Cappadocia (Kappadokia) is a region that was eroded by rain and wind for millions of years due to the soft layers formed by lava and ashes erupted from Erciyes, Hasandagi and Gulludag mountains 60 million years ago. It is considered as the one-of-kind place, thus, visited by millions of tourists every year.
The human settlement in this region dates back to the Paleolithic period. The lands that the Hittites lived became one of the most important centers of Christianity in later periods. The rocky houses and churches have made the region a huge haven for Christians escaping the pressure of the Roman Empire.
The geographer Strabo also mentions the boundaries of Cappadocia in his book “Geographika” (Geography-Anatolia XII. XIII, XIV) written during the period of the Roman Emperor Agustus. According to his definition of Cappadocia, the Taurus Mountains were in the south, the city of Aksaray was in the west, Malatya was in the east and the Black Sea was in the north. Today, the region called Cappadocia is a big spot of geographical formations concentrated on a 250 km2 area, especially in Nevsehir, a region spreading to Kirsehir, Nigde, Aksaray and Kayseri. The most visited regions are; Uchisar, Goreme, Avanos, Urgup, Derinkuyu, Kaymakli and Ihlara and some of there are also home to the locals.
The Cappadocia region is an integral part of nature and history. While geographical events form the Peribacalari, in historical process, people also craves these rocks and turned them into houses, churches and monasteries and adorned them with frescoes, thus, left the traces of civilizations which is thousands of years old. The written history of Cappadocia indicates that, human settlements here date back as far as the Paleolithic periods, which began with the Hittites. Cappadocia is one of the important junctions of the Silk Road, through which the trade colonies conducted their work and established a commercial and social bridge between countries.
In the 12th century BC, with the collapse of the Hittite Empire, a dark period began in the region. The late Hittite Kingdoms which was under the influence of Assyrian and Phrygian communities dominated the region. These kingdoms lasted until the Persian occupation of the 6th century BC.
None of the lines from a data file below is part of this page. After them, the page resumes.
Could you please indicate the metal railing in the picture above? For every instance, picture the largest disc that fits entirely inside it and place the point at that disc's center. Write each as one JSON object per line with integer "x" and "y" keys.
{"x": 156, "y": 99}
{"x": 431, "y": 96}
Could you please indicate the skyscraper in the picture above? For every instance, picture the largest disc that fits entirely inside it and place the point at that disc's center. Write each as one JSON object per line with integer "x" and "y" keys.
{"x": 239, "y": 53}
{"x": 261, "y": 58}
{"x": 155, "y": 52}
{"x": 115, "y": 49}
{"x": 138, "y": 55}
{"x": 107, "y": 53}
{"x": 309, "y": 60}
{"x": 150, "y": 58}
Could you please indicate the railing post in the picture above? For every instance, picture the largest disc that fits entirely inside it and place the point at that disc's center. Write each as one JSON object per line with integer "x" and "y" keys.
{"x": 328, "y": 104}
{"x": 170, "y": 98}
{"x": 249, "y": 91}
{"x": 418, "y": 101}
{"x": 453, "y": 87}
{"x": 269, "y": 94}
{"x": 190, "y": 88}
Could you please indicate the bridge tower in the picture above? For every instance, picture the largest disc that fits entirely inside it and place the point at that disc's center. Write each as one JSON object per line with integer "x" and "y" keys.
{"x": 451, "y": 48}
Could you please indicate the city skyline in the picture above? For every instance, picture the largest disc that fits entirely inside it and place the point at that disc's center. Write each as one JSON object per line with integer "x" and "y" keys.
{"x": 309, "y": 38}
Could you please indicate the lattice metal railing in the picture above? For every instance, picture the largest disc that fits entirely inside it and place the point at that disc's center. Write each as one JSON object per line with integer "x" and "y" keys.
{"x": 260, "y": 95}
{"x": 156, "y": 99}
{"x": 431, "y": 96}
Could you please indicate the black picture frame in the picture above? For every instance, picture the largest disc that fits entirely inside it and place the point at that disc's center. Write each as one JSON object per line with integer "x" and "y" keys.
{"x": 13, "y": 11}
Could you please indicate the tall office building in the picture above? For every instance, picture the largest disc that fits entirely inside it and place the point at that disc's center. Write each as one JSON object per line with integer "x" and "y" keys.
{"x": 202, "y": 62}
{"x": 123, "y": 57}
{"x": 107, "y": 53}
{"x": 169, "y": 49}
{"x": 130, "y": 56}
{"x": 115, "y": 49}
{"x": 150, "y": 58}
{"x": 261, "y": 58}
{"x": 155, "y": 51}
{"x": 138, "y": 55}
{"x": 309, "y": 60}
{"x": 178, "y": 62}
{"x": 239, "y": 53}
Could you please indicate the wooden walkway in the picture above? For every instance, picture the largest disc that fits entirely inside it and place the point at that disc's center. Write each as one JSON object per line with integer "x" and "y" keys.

In 332 BC, the Greater Alexander defeated the Persians, but he faced a great resistance in Cappadocia. In this period, the Kingdom of Cappadocia was already established. Towards the end of the 3rd century BC, the power of the Romans began to rise in the region. In the mid-1st century BC, the Cappadocian Kings were appointed by the Roman generals with the power and finally, dethroned. When the last king of Cappadocia died in 17 AD, the region became a province of Rome.
Christianity came to Cappadocia in the 3rd century AD and the region became center of education and philosophy for them. During the years 303-308, the pressure on the Christians increased. But Cappadocia was an ideal place to protect from repression and to spread Christian teaching. Deep valleys and caves formed of volcanic soft rocks provided a safe space against Roman soldiers.
The 4th century was the period of people who are later called “the Fathers of Cappadocia”. But the preeminence of the region reached a peak point when III. Leon’s prohibited the icons. In the face of this situation, some pro-icon people began to took refuge in the region. Iconoclasm movement lasted more than a hundred years (726-843). Although a few Cappadocian churches were influenced by Iconoclasm during this period, those who were in favor of icons kept on their worshipping here. The Cappadocian monasteries developed significantly in this period.
Again, during these periods, Arab raids started against Anatolian Christian regions throughout a large area, from Armenia to Cappadocia. People who ran away from these raids caused the styles of the churches in the region to change. In the 11th and 12th centuries, Cappadocia was seized by the Seljuks. In this and the following Ottoman times, the region had a problem-free period. The last Christians in the region left Cappadocia with the permutation of 1924-26, leaving beautiful architectural examples behind.
Today, Cappadocia is an internationally known touristic destination with peerless geographical and historical features. It is a ritual to watch the sunset in hot-air balloons. The hotels structed in the rocks and the massive vineyards are other local attractions that pulls many tourists to the region. Some of the best quality wine of the country is produced around Cappadocia.
Cappadocia, specifically, the Fairy Chimneys, are one of the most important landmarks of Turkey.